Son sixième roman, Les Radley, a reçu un accueil favorable de la critique et ses droits ont été vendus dans vingt pays. Il sera prochainement adapté au cinéma par le réalisateur Alfonso Cuarón.
Une famille de vampires bien sous tous rapports…
Dans la paisible petite ville anglaise de Bishopthorpe, les Radley semblent être des gens bien ordinaires, mais derrière les apparences, rien n'est plus faux… Car notre charmante famille moyenne et sans histoires, papa docteur, maman au foyer, flanqués de deux gentils enfants, tous affligés de problèmes de santé qui les obligent à se couvrir d'écran total et les laissent dans un état de faiblesse permanent, est en réalité un petit nid de vampires !

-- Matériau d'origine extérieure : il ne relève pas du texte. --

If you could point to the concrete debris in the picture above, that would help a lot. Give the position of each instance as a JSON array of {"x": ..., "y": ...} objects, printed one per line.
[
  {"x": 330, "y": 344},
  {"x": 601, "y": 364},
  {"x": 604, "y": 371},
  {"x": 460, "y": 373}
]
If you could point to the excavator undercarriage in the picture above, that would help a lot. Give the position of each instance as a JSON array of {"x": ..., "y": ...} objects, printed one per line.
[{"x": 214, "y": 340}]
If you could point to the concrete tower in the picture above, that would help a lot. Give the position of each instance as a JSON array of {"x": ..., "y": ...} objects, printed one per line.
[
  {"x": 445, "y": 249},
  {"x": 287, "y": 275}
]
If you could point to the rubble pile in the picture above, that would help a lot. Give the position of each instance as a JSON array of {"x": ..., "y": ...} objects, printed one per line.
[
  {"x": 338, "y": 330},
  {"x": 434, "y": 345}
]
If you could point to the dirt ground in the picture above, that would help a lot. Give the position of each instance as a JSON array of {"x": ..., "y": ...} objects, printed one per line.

Or Monsieur et Madame Radley, vampires abstinents soucieux de normalité, cachent leur véritable nature envers et contre tout à tout le monde, y compris leurs propres enfants. Ceux-ci n'en peuvent d’ailleurs plus car leur santé déficiente fait de leur vie un enfer, à l'école comme en dehors. Et les brimades que leur font subir certains de leurs camarades finissent par déclencher un engrenage qui va bouleverser l’ordre si difficilement établi par leurs parents.
Sans compter que l’oncle Will, le frère de leur père et vampire pratiquant sans aucune inhibition, n’attend que l'occasion de venir briser leur petite bulle soigneusement entretenue…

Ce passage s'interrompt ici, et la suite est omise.